I have a data.table representing three variables:
- Start_time (commencement of a certain procedure)
- Time (the actual time)
- Value (some value ascribed to each procedure at a given time)
I've formed a dummy set of data to represent this below:
libarary(data.table)
library(dplyr)
Start_number <- 3
Duration <- 4
Table <- rbindlist(lapply(seq_len(Start_number),function(x) data.table(Start_time = x,
Time = as.integer(x + seq_len(Duration) - 1)) %>% mutate(Value = 2)))
(I've just put the "Value" column to be '2', however this will vary in my actual data set)

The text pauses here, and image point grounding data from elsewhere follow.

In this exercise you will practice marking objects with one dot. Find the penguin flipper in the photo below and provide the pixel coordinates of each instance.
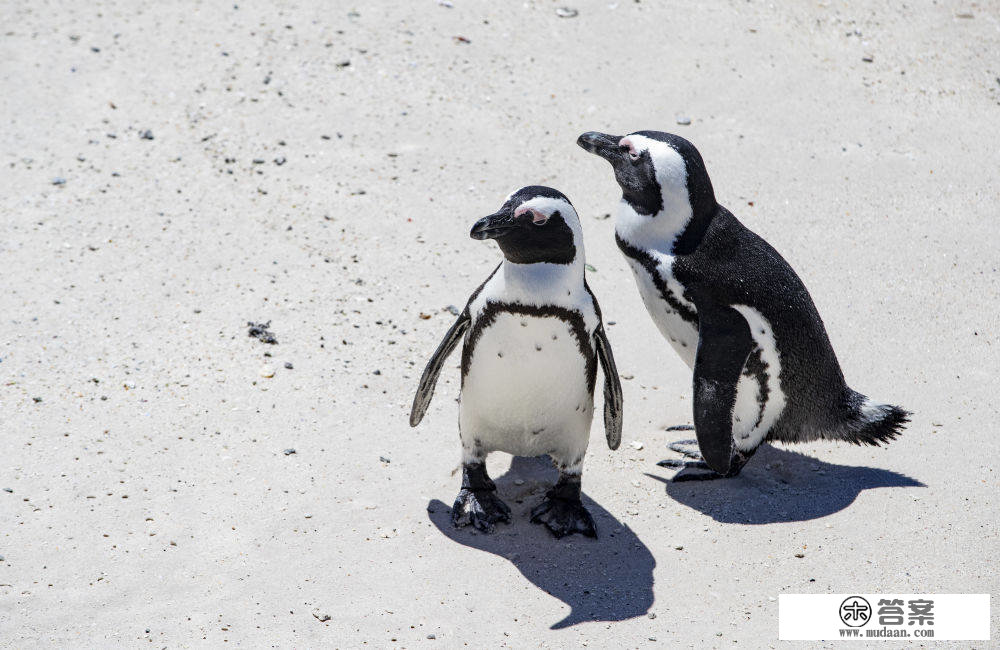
(612, 389)
(724, 343)
(425, 391)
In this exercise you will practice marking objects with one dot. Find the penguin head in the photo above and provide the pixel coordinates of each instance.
(657, 171)
(535, 224)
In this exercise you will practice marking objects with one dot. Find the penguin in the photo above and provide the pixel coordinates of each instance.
(733, 309)
(532, 336)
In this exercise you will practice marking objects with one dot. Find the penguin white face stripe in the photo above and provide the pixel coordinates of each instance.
(751, 422)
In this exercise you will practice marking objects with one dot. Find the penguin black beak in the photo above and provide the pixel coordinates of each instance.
(601, 144)
(494, 226)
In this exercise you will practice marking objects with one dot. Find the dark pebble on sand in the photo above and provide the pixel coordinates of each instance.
(261, 332)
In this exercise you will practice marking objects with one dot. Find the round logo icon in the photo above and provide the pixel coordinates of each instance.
(855, 611)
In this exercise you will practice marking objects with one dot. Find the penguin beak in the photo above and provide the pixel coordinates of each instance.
(494, 226)
(601, 144)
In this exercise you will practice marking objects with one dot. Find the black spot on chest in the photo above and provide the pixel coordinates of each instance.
(756, 368)
(572, 318)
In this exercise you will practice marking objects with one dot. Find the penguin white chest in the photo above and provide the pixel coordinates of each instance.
(674, 315)
(526, 390)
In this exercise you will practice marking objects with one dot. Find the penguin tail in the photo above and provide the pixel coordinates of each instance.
(871, 423)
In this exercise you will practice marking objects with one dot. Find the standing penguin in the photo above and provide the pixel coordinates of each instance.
(532, 340)
(733, 309)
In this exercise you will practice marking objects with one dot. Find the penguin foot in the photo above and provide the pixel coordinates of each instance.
(686, 448)
(564, 517)
(481, 508)
(675, 463)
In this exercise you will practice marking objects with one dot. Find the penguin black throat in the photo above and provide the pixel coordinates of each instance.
(551, 243)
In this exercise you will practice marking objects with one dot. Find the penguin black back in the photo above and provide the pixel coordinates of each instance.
(764, 367)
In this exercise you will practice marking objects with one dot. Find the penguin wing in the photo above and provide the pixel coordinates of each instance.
(429, 379)
(612, 389)
(724, 343)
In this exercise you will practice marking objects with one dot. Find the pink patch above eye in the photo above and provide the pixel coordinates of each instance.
(537, 217)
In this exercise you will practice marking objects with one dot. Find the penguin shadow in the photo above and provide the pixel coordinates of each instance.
(605, 579)
(779, 486)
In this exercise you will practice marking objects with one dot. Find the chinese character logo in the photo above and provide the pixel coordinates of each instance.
(890, 612)
(855, 611)
(920, 611)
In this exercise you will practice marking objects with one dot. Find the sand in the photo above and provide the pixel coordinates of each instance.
(319, 167)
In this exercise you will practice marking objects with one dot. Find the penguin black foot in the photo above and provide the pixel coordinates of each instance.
(477, 503)
(689, 449)
(686, 448)
(561, 510)
(481, 508)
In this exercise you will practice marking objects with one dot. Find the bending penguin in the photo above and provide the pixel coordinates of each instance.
(733, 309)
(532, 338)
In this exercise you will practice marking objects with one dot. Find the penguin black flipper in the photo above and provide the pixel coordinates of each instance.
(425, 391)
(612, 389)
(724, 343)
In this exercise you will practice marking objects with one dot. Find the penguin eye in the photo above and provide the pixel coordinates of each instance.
(538, 218)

I need to create a table which has the following two columns of output:
- Time - each value from smallest to largest
- Total_FV - the sum of the 'Value' column subject to the following conditions:
Condition 1: We sum up the 'Value' column for rows where 'Time' > current row's value of 'Time' (e.g. if 'Time' = 1, we'd only sum up rows where 'Time' = 2, 3, 4, ...)
Condition 2: Where Condition 1 is met, we exclude summing up rows where 'Start_time' > 'Time'.

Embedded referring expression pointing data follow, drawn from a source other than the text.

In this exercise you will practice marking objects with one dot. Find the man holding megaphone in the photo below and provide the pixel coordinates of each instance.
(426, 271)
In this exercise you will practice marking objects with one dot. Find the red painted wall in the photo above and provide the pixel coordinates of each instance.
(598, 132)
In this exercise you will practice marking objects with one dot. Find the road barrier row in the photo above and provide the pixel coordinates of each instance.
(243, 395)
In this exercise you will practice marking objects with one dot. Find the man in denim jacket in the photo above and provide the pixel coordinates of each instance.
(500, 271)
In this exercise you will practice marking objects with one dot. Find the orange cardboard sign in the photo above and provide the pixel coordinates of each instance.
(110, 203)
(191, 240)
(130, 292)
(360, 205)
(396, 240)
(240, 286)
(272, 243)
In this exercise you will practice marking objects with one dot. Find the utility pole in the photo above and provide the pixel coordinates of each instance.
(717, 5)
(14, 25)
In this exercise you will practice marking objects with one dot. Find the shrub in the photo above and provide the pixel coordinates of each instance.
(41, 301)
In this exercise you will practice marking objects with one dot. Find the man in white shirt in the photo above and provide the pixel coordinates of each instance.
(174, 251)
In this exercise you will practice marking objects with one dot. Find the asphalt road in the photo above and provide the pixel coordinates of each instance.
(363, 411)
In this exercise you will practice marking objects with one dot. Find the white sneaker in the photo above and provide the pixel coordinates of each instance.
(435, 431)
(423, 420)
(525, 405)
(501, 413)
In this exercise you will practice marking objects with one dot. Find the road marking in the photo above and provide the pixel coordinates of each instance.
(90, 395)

I'll explain what the intended output is to hopefully make more sense of the above.
Target_output <- data.table(Time = seq_len(Duration),Total_FV = c(6,10,12,6,2,0))
Row 1 of output: Need to sum up for all values of Time > 1, but only where Start_time <= 1. From the "Table" data.table, this gives us rows 2, 3 and 4 which sum up to 6.
Row 2 of output: Need to sum up for all values of Time > 2, but only where Start_time <= 2. This gives us rows 3 and 4 where Start_time = 1, and then rows 6 - 8 where Start_time = 2. In total, this gives us 10.
Row 3 of output: Need to sum up for all values of Time > 3, but only where Start_time <= 3. This gives us row 4 where Start_time = 1, rows 7 - 8 where Start_time = 2, and then rows 10 - 12 for Start_time = 3. In total, this gives us 12.
...and so on
I tried to achieve this by conducting using non-equi joins with 'Table' on itself as follows:
Result <- Table[Table,on = .(Start_time >= Time,Time > Time),.(Total_FV = sum(Value)),by = Time]
Unfortunately this looks to be a long way off.
Can someone please see if they have a data.table-like approach to this, presumably using joins?
Thanks!